"There is no hope for New Yorkers, for they glory in their skyscraping sins; but in Brooklyn there is the wisdom of the lowly."
Christopher Morley, Parnassus on Wheels
"The best thing about New York is the wonderful subway service. Where else, for less than a dollar, can you smell the fruit-bowl bouquet of human excreta?"
Howard Stern, New York Magazine
"People in London think of London as the center of the world, whereas New Yorkers think the world ends three miles outside of Manhattan."
Toby Young, quoted in The Wit & Wisdom of London
"New Yorkers love it when you spill your guts out there. You spill your guts at Wimbledon, they make you stop and clean it up."
John McEnroe, quoted in The 100 Greatest Days in New York Sports
"For too many people, women especially, New York is a mirage, a city that thrives on its capacity to dazzle and beckon in spite of the harshness that everyone eventually discovers, beneath the glimmer, like a dead rat in the flower beds of Park Avenue."
Matthew DeBord, The New York Observer
"New Yorkers are nosier than Californians for some reason, probably because they're used to living in closer quarters with more people underfoot in a world of terrifying anonymity, so when they sink their teeth into someone for questioning they go all the way to the bone."
Danielle Steel, Going Home
"New York is no place for a civilized man. Nothing good has ever come out of it, and nothing good ever will come out of it. It degrades, it vulgarizes, it dehydrates, it demolishes, it belittles—it is a sewer, a cesspool, a garbage can."
H.L. Mencken, quoted in Articulating Biographical Sketches of Diminutive Luminaries
"Everybody in New York is extraordinary; if people are artists or actors or colossal millionaires or abject paupers or mighty editors or fearless gunmen or anything amazingly unusual, they at once become part of the metropolis."

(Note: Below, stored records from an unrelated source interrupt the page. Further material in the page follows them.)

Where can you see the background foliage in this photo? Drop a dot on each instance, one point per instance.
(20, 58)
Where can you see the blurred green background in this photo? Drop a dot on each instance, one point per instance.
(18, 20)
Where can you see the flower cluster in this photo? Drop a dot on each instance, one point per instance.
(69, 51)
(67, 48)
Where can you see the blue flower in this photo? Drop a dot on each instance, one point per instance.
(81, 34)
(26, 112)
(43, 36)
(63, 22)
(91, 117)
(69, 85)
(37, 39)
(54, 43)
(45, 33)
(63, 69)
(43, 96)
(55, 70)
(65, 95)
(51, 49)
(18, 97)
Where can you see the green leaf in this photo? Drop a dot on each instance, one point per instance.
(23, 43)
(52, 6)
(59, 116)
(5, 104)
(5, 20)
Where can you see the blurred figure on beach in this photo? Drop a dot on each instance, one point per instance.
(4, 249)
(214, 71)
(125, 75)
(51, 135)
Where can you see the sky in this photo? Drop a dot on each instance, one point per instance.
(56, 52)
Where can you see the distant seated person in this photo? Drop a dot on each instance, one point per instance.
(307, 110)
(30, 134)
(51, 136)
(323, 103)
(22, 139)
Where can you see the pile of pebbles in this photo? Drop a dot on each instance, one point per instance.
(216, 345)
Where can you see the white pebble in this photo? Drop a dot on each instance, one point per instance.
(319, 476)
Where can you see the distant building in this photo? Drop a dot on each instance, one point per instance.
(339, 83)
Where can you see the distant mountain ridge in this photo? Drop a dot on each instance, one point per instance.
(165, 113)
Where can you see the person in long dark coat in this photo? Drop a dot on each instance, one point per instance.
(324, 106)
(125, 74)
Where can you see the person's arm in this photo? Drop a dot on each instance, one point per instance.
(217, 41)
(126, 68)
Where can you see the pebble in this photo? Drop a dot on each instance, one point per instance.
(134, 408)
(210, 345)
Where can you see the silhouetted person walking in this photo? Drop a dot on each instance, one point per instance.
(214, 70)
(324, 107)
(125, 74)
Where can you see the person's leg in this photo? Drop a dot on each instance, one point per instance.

Maurice Francis Egan, "Loaf, and Invite Your Soul," The Bookman
"New York means so much to people. If you're inclined to leave the nest, New York is where most people think they have to go, and it's been that way since the first skyscraper."
Griffin Dunne, Indie Wire
"I get out of the taxi and it's probably the only city which in reality looks better than on the postcards, New York."
Milos Forman, The National Security Archive
"New York is America's charcoal heart. New York burns out all the extra stuff in your life. You have to be able to state what you want and why you want it as precisely and concisely as possibly. There's no time for anything else."
Tom Spanbauer, In the City of Shy Hunters
"I bet if you looked hard enough you'd find a connection between everybody in this city. I mean, that's the great thing about New York."
Martha Rodgers (Susan Sullivan), Castle
"I love New York. You can pop out of the Underworld in Central Park, hail a taxi, head down Fifth Avenue with a giant hellhound loping along behind you, and nobody even looks at you funny."
Rick Riordan, Last Olympian
"New York is of in four ways:
It is the New York of 1622, with the Indians around, and its shape then:
which it still has.
It is the New York of Peter Stuyvesant.
It is the New York of James J. Walker.
It is the New York or someone who came here from New Jersey this morning
and left this afternoon."
Eli Siegel, New York Is, In More Than One Way
"In other parts of the country people tried to stay together for the sake of the children. In New York they tried to work things out for the sake of the apartment."
David Sedaris, Me Talk Pretty One Day
"It was a place that tolerated differences and could incorporate them and embrace them, which was what America was supposed to be about and wasn't. So it was the melting pot that was a puree rather than individual vegetables. I think of New York as a puree and the rest of the United States as vegetable soup."
Spalding Gray, quoted on PBS
"Manhattan Island, at its center, inspires utterly baseless optimism — even in me, even in drunks sleeping in doorways and in little old ladies whose houses are shopping bags."
Kurt Vonnegut, quoted in Ladies and Gentlemen, the Bronx is Burning
"New Yorkers love the fable of their own imperturbability, to boast of how unflappable they remain whether confronted with a rooster that has gotten loose in the subway or a prime minister crossing Lexington Avenue."
Jim Dwyer and Kevin Flynn, 102 Minutes
"You don't have to be born in New York City to be a New Yorker. You have to live here for six months. And if at the end of the six months you walk faster, you talk faster, you think faster, you're a New Yorker."
Ed Koch, The Local East Village
"You'll love living in New York. It's a pain in the ass if you don't have any money, but if you have some dough, it's the biggest and best playground in the world."